Outre-Rhin, le débat sur l’engagement militaire de l’Allemagne au Mali n’est pas nouveau. Mais, ces derniers jours, il s’est encore accentué après les propos de Christine Lambrecht, la ministre allemande de la Défense, ceux de Eva Högl, la commissaire parlementaire auprès de la Bundeswehr [forces armées allemandes].
Pour rappel, l’Allemagne compte environ 1350 soldats au Mali, répartis entre la mission de formation des forces armées maliennes [FAMa] conduite par l’Union européenne [EUTM Mali] et la Mission miltidimensionnelle intégrée des Nations unies pour la stabilisation du Mali [MINUSMA].
Par ailleurs, au Sahel, la Bundeswehr conduit également la mission « Gazelle », laquelle mobilise des nageurs de combat de la Deutsche Marine [Verwendungsgruppe 3402] pour former les forces spéciales nigériennes. Par commodité, elle a été intégrée à la participation allemande à l’EUTM Mali.

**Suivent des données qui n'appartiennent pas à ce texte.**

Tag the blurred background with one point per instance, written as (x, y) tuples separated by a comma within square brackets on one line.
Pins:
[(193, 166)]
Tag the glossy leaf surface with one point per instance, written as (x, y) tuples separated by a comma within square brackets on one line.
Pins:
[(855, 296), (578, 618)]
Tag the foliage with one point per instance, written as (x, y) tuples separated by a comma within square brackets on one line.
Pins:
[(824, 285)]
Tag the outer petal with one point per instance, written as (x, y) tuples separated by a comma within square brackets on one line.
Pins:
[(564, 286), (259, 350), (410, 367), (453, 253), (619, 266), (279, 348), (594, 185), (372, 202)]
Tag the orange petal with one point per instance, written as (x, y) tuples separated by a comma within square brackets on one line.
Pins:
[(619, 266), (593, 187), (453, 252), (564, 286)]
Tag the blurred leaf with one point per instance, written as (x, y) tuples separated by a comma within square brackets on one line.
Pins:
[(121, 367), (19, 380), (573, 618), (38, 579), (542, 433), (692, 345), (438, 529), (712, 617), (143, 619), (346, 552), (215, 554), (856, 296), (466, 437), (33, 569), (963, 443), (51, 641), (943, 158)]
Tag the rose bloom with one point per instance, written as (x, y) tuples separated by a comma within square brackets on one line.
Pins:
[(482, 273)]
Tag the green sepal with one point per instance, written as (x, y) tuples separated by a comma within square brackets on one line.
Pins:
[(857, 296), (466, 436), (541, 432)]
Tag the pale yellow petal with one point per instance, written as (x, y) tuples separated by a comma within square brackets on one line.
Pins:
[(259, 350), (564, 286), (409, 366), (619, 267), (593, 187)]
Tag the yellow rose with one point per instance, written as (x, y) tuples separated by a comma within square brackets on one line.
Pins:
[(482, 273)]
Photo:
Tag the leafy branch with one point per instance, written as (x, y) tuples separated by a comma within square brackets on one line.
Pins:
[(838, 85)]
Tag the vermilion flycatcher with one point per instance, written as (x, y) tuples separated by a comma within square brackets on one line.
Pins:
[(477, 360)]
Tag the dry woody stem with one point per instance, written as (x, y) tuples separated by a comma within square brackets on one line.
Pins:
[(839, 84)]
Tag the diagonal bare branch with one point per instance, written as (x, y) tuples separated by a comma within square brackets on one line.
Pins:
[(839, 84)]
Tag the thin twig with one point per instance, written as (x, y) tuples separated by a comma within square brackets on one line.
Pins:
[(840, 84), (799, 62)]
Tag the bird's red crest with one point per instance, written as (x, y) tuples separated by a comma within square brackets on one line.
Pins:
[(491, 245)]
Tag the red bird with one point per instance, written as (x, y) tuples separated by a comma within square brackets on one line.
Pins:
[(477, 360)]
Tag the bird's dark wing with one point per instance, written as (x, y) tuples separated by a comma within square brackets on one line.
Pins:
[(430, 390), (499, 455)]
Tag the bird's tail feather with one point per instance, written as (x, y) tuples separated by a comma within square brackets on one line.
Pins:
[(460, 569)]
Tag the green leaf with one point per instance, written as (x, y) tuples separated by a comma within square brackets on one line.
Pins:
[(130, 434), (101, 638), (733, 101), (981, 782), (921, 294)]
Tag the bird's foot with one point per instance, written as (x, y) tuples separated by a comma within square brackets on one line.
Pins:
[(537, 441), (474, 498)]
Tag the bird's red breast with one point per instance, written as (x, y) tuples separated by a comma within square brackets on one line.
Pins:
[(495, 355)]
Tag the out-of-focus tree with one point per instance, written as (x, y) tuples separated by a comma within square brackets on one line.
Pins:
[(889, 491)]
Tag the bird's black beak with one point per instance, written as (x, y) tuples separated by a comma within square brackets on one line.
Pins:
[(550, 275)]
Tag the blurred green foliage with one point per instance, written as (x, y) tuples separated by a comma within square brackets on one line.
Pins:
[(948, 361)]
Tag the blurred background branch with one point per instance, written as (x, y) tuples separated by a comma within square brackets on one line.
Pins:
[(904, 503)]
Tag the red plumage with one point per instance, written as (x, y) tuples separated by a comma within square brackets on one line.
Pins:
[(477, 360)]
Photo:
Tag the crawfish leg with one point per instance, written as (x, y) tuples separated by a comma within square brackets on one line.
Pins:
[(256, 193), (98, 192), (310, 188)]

Peu avant Noël, Mme Lambrecht a évoqué une redéploiement des instructeurs militaires allemands de l’EUTM Mali au Niger, par souci de sécurité.
« La sécurité de nos soldats est pour moi la première des priorités. […] Au Mali, la Bundeswehr a pour mission de former l’armée locale. Nous devons maintenant vérifier si l’entraînement des soldats maliens n’est pas possible de la même façon, et même en mieux, dans un autre endroit, plus sûr pour nos soldats », a en effet affirmé Mme Lambrecht dans les colonnes de Bild am Sonntag, peu après avoir pris ses nouvelles fonctions.
Mais au-delà des considérations autour de la sécurité, cet éventuel redéploiement du Mali vers le Niger pourrait évidemment être motivé par l’arrivée – présumée – du groupe paramilitaire russe Wagner à Bamako.
Si les autorités maliennes ont démenti avoir passé un accord avec celui-ci, il n’en demeure pas moins que des mouvements aériens inhabituels posent question, des avions militaires russes ayant enchaîné les rotations entre Moscou et Bamako. C’est notamment le cas du Tu-154 qui, immatriculé « RA-85042 », est utilisé par l’unité aérienne 223 des forces russes, laquelle a été soupçonné par les Nations unies d’avoir transporté des mercenaires de Wagner en Libye.
Quoi qu’il en soit, la commissaire parlementaire auprès de la Bundeswehr a ensuite enfoncé le clou, après avoir passé les derniers jours de décembre 2021 au Sahel, a appelé le gouvernement allemand à revoir les opérations menées dans la région, voire à envisager un retrait du Mali.
S’agissant de la MINUSMA, « beaucoup dépendra de l’évolution de la situation au Mali. La mission est de sécurisé le traité de paix [les accords d’Alger entre Bamako et les indépendantistes du nord du Mali, ndlr] et de restaurer les structures étatiques », a commencé par expliqué M. Högl dans un entretien donné à l’agence DPA. « Il y a eu second d’État [en mai 2021, ndlr]. Quand j’étais là-bas, l’élection [prévue en février 2022] venait d’être annulée et reportée à une date indéterminée. [Aussi], je mets un gros point d’interrogation sur cette mission », a-t-elle dit.
Effectivement, en décembre, les Assises de la refondation malienne ont recommandé de prolonger la transition de six mois à cinq ans, sans fixer de date pour la tenue d’élections. Ce qui signifie que la junte a l’intention de garder le pouvoir… Et cela coïncide avec les informations faisant état de l’arrivée de Wagner.
Quant à l’EUTM Mali, Mme Högl a plaidé en faveur d’un redéploiement vers le Niger, où elle a eu « l’impression » que « malgré les difficiltés, ce pays présente plus de possibilités en termes d’accompagnement et de formation qu’il n’y en a au Mali ». Et de souligner que, au Niger, il « existe une démocratie semi-établie avec des élections et un gouvernement qui s’attaque aux problèmes ».